In terms of specific science agencies, the president is proposing to slash the National Institutes of Health’s budget by 7%, the National Science Foundation’s by 6% and the Department of Energy’s Office of Science by 17%, according to analysis by the American Association for the Advancement of Science (AAAS). The AAAS notes the White House wants to cut funding for the Environmental Protection Agency’s science and technology account by 32%, the Department of Homeland Security’s (DHS) science and technology programmes by 13% and Nasa’s science directorate by 11%.

The White House justified the budget request by comparing it favourably to the president’s 2020 request – using this logic, the administration was able to claim that the new proposal represents a 6% increase for federal R&D over his 2020 budget request.
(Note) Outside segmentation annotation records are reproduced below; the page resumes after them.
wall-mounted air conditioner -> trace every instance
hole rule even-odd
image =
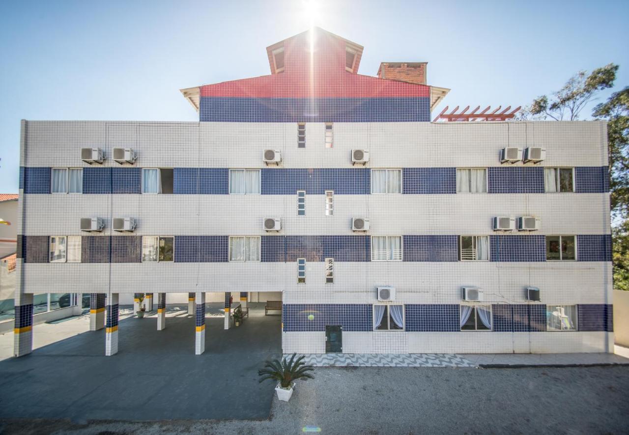
[[[352,150],[352,164],[364,165],[369,161],[369,150]]]
[[[542,221],[534,216],[522,216],[518,218],[518,231],[537,231],[542,226]]]
[[[515,218],[508,216],[496,216],[492,219],[494,231],[513,231],[515,229]]]
[[[369,231],[369,220],[364,218],[352,218],[352,231]]]
[[[269,163],[279,163],[282,161],[282,152],[279,150],[264,150],[262,160],[267,164]]]
[[[120,164],[135,162],[135,151],[131,148],[114,148],[112,154],[114,160]]]
[[[133,218],[114,218],[111,222],[111,229],[114,231],[133,231],[136,226]]]
[[[461,298],[469,302],[482,300],[482,290],[478,287],[461,287]]]
[[[376,287],[378,300],[395,300],[395,287]]]
[[[526,300],[538,302],[540,300],[540,289],[537,287],[526,287]]]
[[[277,218],[264,218],[262,227],[265,231],[279,231],[282,229],[282,222]]]
[[[81,159],[86,163],[103,163],[105,159],[103,150],[100,148],[81,148]]]
[[[501,163],[515,163],[522,160],[522,149],[508,147],[500,150]]]
[[[524,149],[524,158],[523,161],[525,163],[533,162],[537,163],[546,159],[546,149],[539,147],[529,147]]]
[[[81,231],[103,231],[105,223],[101,218],[81,218]]]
‘The administration’s proposed budget cuts to research risk slowing our nation’s science just when it is reaping benefits for all Americans in the forms of better health, a stronger economy, a more sustainable environment, a safer world and awe-inspiring understanding,’ said the AAAS’ chief executive, Sudip Parikh. ‘The proposed cuts risk slowing our nation’s scientific enterprise when other nations, including China, are increasing their investments to seize these benefits,’ he warned.

The Association of American Universities’ president, Mary Sue Coleman, noted that Trump has prioritised some research areas like artificial intelligence, but also proposed ‘deep funding cuts’ and policy proposals that could harm America’s pre-eminence in scientific research and higher education. ‘For our nation to maintain its position as a leader in global innovation, it is imperative that America reinvest in the government-supported research and the government-university partnership that have made our nation and its universities, laboratories, technology and economy the envy of the world,’ she said.
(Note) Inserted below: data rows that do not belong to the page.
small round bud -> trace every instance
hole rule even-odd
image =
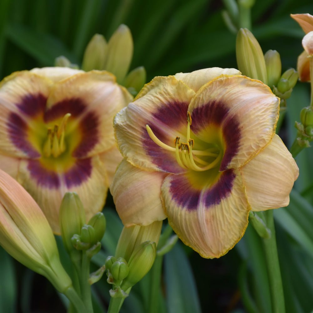
[[[313,108],[303,108],[300,113],[300,119],[305,127],[313,125]]]
[[[92,227],[94,230],[94,241],[91,244],[95,244],[102,239],[105,231],[106,222],[103,213],[98,212],[90,218],[88,225]]]
[[[112,264],[110,271],[115,280],[121,281],[127,277],[129,272],[129,269],[125,259],[119,258]]]
[[[112,264],[115,261],[117,260],[117,259],[114,256],[110,255],[108,256],[105,259],[105,269],[111,270],[111,267],[112,266]]]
Benjamin Corb, spokesperson for the American Society for Biochemistry and Molecular Biology, called the White House’s latest budget request ‘just another in a series of proposals to cut federal support for scientific research and innovation’.

Observers point out that Congress has repeatedly rejected similar recommendations from the Trump administration to cut science agency budgets, and they suggest that this will again be the likely outcome.
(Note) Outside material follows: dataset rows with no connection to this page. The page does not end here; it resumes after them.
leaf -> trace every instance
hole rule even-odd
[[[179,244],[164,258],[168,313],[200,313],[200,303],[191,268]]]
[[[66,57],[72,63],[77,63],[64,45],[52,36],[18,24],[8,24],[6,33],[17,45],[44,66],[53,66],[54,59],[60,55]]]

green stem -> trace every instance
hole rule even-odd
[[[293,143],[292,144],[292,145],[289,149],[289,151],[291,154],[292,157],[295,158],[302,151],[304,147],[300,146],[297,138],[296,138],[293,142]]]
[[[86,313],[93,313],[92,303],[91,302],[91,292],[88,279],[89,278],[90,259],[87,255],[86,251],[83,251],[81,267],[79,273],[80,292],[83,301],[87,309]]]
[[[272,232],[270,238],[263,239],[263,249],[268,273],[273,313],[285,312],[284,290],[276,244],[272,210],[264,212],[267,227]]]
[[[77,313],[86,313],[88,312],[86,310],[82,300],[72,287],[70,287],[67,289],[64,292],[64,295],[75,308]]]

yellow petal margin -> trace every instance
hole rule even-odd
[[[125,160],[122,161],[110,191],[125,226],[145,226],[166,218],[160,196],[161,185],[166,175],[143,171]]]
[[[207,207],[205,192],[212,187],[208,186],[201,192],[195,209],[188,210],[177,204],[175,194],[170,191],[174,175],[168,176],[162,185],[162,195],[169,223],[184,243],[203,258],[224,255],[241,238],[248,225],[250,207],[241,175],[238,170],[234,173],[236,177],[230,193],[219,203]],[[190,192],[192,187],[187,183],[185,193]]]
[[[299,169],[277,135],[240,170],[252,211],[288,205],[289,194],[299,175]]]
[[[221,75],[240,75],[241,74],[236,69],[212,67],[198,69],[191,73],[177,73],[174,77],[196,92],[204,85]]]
The chemical industry has also expressed opposition to the White House’s budget request for 2021. The president of the National Association of Chemical Distributors, Eric Byer, said his trade group is ‘disappointed’ that the administration has proposed eliminating funding for the DHS’s Chemical Facility Anti-Terrorism Standards (CFATS) programme that have been in place since 2007. These regulations, which Byer described as vital to ensure that the chemical industry and regulators work together to keep US chemical facilities safe from terrorist attacks, apply to high-risk chemical facilities housing substances of particular concern.

‘To be clear, now is not the time for the White House and lawmakers to play games with our nation’s chemical security,’ Byer stated. He said the NACD fully supports the administration’s deregulatory agenda for duplicative and burdensome red tape, but expressed dismay that the White House has once again proposed to eliminate the Chemical Safety Board (CSB), which is the independent agency charged with investigating serious industrial chemical accidents in the US.

‘The president’s proposal would remove this important federal agency from the incident investigations process and cut valuable resources that CSB develops for the chemical industry to improve their operational safety,’ Byer said.